# Help! I'm Meeting A New Girl Tommorow!



## GrayWolf (Feb 19, 2006)

Tomorrow I am traveling to the Eleventh Hour Rescue in Randolph New Jersey to meet this Shepherd. I've been told she's "WONDERFUL," but shy! I believe these people may mistake a Shepherd's "aloof personality," and deem it "shyness." How can I make this distinction? It's been many years, since I did an assessment. Please advise me how to make the best assessment I can.

This pup is approximately 10 months old and just arrived at the shelter last night Wednesday September 29, 2010. I was supposed to have gone there today, but due to the severe weather conditions, I postponed the meeting until tomorrow Friday October 1, 2010. I've asked a multitude of questions, and thanks to the generosity of our members I am armed with information to ask the Rescue. I am upset because she just arrived at the kennel last night at 10:00 p.m. I am aware this is hardly time for her to settle in and relax.


----------



## TitonsDad (Nov 9, 2009)

Are you adopting her or fostering her? I would LOVE to have her as she's gorgeous.


----------



## onyx'girl (May 18, 2007)

She won't show her true personality for several weeks so what you see now, isn't who she is. If you are up to working with her or fostering after about 6 weeks she'll let you know who she really is. I would adopt her if I thought I could handle any situation that arose and get into classes soon. I wish you luck, she is very pretty! Her pic makes her look happy go lucky!


----------



## GrayWolf (Feb 19, 2006)

Adopting


----------



## TitonsDad (Nov 9, 2009)

GrayWolf said:


> Adopting


:happyboogie:


----------



## JakodaCD OA (May 14, 2000)

I think if you've had gsd's prior, and from what I've read by your postings, you are not gsd "dumb" ) I think, you'll know whether it's aloofness or shyness, fearfulness..

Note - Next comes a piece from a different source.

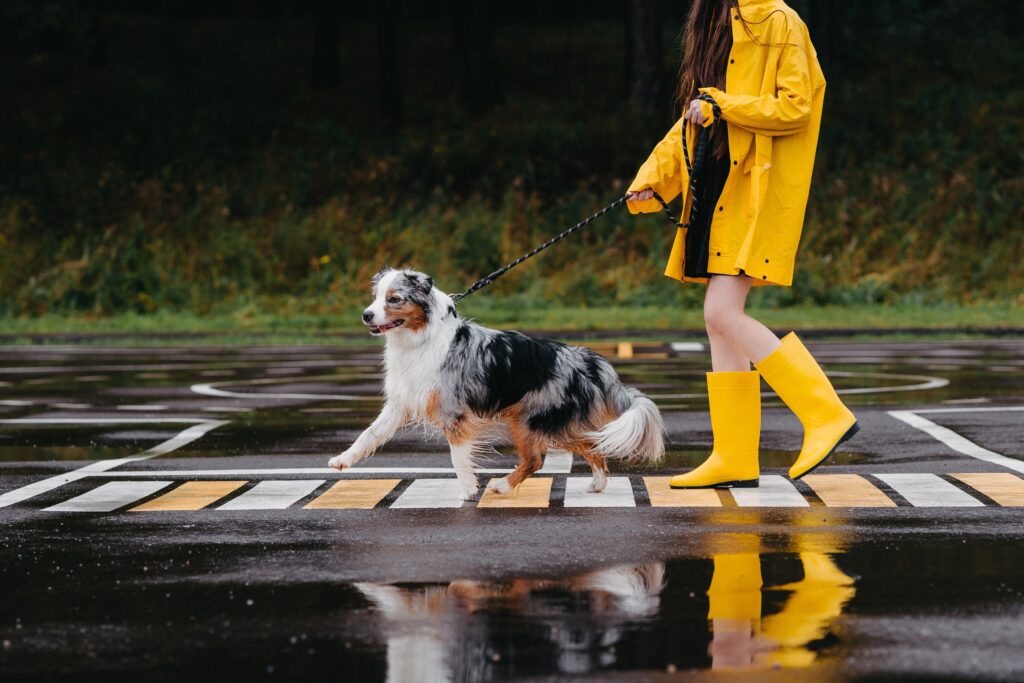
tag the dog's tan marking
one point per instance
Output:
(410, 311)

For me, if I walked into the room, or was sitting whatever, if the dog came in and was in total avoidance of me, nervous, etc, than I would chalk that up to anything but aloof and honestly, if it's not something you want to deal with, I'd pass. 

Are you meeting her on familiar territory for her? that might make all the difference in her 'comfort' zone. 

Really, I think you'll know how to peg her when you meet her. GOOD LUCK, let us know how it goes!


----------



## Jax08 (Feb 13, 2009)

Yay!!! Congratulations!


----------



## JakodaCD OA (May 14, 2000)

and I also don't disagree with Jane, however, from my experience, if the dog is friendly, happy, social, your going to see it pretty quickly.


----------



## onyx'girl (May 18, 2007)

Well if she just came into the shelter, she may act very timid/shy. 
It is all neutral territory at this point for her.
I fostered a dog that was tail tucked/ timid in the beginning but blossomed once he felt confident in his surroundings. It took about a month for him to really know we were his friends and not going to harm him. But he formed a strong bond once he had trust.
Poor dogs what they go thru due to humans.


----------



## GrayWolf (Feb 19, 2006)

She arrived on the transport last night Thursday September 29,2010. It'll be about 30 hours in a kennel enviornment until I meet her tommorow.


----------



## Lilie (Feb 3, 2010)

Oh my! She looks just like my very first GSD! Fingers crossed for Friday!


----------



## JakodaCD OA (May 14, 2000)

well I would definately take that kennel situation and transport into consideration.

If you like her, and are willing to give it a try, would they let you take her on a trial basis?? That would be your best bet if you can't get a feel for things when you meet her and are willing to give her a shot.


----------



## vat (Jul 23, 2010)

She is beautiful, good luck on your meeting. Keep us posted.


----------